Pare, ma non si è capito ancora molto bene, che a Roma abbiano devastato negozi, banche e automobili. I diretti responsabili non sembrano avere conti in sospeso con nessuno dei simboli distrutti. Uno di loro ha addirittura fatto a pezzi una madonna di gesso, sollevando l’indignazione di un po’ di preti. Quindi è arrivata l’indignazione dei padroni delle banche e dei negozi. Poi si sono indignati i politici, chiedendo misure esemplari. La gente comune, vedendo quelle immagini di vetrine rotte, non poteva che indignarsi.

Il ministro dell’Interno, con indignazione pure lui, ha fatto sapere che poteva scapparci il morto. Come a Barletta, con le operaie in nero rimaste sotto il laboratorio pericolante. Anche quelle donne, prima di morire, erano indignate. Poi il sindaco del loro paese (area PD) ha assolto i datori di lavoro nero, perché con questa crisi non c’è altro da fare.
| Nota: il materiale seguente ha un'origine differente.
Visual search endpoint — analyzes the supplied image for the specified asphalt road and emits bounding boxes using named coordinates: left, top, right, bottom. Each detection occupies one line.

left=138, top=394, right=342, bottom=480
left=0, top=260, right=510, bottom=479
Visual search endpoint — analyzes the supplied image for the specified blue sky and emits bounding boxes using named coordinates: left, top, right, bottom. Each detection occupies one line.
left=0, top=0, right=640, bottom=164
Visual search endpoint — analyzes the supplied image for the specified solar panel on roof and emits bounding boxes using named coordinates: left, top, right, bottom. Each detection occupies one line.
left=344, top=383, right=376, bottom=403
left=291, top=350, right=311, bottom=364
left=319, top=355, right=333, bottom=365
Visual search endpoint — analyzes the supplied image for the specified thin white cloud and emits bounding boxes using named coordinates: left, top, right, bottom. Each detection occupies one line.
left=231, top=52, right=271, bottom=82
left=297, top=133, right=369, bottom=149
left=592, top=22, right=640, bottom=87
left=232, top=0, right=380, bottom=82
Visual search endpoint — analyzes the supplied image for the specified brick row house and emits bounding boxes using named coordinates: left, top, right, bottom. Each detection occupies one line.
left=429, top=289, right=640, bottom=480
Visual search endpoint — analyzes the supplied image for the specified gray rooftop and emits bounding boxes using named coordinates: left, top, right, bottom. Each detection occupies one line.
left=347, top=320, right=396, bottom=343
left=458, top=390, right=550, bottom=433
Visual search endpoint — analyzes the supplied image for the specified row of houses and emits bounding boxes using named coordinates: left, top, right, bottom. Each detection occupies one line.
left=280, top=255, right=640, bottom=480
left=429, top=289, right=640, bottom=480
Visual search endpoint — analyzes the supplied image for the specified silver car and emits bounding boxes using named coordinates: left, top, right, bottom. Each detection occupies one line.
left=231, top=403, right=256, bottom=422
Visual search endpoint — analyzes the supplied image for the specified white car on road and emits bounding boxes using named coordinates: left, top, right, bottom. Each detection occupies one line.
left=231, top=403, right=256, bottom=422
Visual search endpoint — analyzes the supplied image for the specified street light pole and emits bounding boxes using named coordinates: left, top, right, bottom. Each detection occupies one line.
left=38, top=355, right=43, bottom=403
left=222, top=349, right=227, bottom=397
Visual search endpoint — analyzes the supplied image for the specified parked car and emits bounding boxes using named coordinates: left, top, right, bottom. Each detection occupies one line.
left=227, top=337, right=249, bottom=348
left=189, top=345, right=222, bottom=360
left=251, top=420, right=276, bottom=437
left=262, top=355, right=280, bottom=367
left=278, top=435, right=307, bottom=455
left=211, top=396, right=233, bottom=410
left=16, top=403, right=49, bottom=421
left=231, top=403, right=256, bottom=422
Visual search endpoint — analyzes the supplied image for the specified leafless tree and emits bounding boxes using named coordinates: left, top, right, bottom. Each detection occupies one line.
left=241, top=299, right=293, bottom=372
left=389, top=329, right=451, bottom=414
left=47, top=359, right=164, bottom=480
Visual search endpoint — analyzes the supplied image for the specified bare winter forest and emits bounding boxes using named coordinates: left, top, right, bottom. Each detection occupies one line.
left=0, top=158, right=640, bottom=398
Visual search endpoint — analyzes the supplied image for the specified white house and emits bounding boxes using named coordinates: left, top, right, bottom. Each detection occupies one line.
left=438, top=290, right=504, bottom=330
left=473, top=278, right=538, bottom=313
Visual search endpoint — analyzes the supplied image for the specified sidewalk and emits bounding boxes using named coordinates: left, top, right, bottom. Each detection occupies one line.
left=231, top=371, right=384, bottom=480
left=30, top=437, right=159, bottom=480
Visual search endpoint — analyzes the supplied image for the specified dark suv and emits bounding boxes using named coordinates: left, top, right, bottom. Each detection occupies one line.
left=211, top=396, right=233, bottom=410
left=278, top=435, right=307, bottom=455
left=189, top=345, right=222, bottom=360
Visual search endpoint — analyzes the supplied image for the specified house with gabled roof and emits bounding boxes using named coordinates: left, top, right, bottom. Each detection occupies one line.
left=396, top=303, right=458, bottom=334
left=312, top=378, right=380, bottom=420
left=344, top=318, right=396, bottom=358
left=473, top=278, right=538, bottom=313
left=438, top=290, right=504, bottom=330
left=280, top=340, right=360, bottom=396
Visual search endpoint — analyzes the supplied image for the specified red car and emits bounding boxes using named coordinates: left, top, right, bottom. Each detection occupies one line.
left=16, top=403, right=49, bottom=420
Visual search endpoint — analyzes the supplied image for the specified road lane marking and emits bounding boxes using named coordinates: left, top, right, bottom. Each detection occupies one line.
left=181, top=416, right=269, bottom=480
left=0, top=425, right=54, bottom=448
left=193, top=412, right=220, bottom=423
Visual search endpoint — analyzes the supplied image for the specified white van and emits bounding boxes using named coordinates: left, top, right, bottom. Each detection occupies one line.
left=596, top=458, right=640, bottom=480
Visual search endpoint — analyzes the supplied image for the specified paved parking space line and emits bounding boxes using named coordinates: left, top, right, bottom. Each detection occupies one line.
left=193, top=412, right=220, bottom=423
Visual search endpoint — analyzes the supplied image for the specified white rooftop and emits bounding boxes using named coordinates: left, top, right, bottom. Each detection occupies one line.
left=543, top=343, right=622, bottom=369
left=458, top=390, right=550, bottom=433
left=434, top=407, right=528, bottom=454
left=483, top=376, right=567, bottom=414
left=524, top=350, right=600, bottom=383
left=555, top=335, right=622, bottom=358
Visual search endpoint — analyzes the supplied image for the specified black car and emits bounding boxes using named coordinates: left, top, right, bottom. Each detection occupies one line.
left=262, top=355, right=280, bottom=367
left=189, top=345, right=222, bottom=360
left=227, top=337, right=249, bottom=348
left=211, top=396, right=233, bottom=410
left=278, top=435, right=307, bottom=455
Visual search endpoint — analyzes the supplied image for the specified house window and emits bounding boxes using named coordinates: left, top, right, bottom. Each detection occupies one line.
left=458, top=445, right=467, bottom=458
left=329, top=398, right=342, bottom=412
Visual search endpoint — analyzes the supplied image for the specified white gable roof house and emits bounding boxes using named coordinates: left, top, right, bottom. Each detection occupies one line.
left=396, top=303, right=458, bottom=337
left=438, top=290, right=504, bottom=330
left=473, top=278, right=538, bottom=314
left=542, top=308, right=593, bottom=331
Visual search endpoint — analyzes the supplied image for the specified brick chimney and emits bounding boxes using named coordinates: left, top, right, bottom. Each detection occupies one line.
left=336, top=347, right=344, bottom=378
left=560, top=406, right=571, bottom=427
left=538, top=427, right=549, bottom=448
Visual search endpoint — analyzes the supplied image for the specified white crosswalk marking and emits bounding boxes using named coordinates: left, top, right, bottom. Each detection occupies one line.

A todi ci sono tanti cattolici capoccioni riuniti in convegno; uno dei loro capi, il cardinal Bagnasco, è indignato per l’assenza del sociale, della moralità di chi governa. Il governo si è allora indignato a sua volta, perché i voti dei cattolici se li è presi pagando onestamente.

I duecentomila scesi in piazza a Roma, gli Indignati originali, hanno come l’impressione di essere presi per il culo. Però solo in modo metaforico, guai se ci fosse violenza.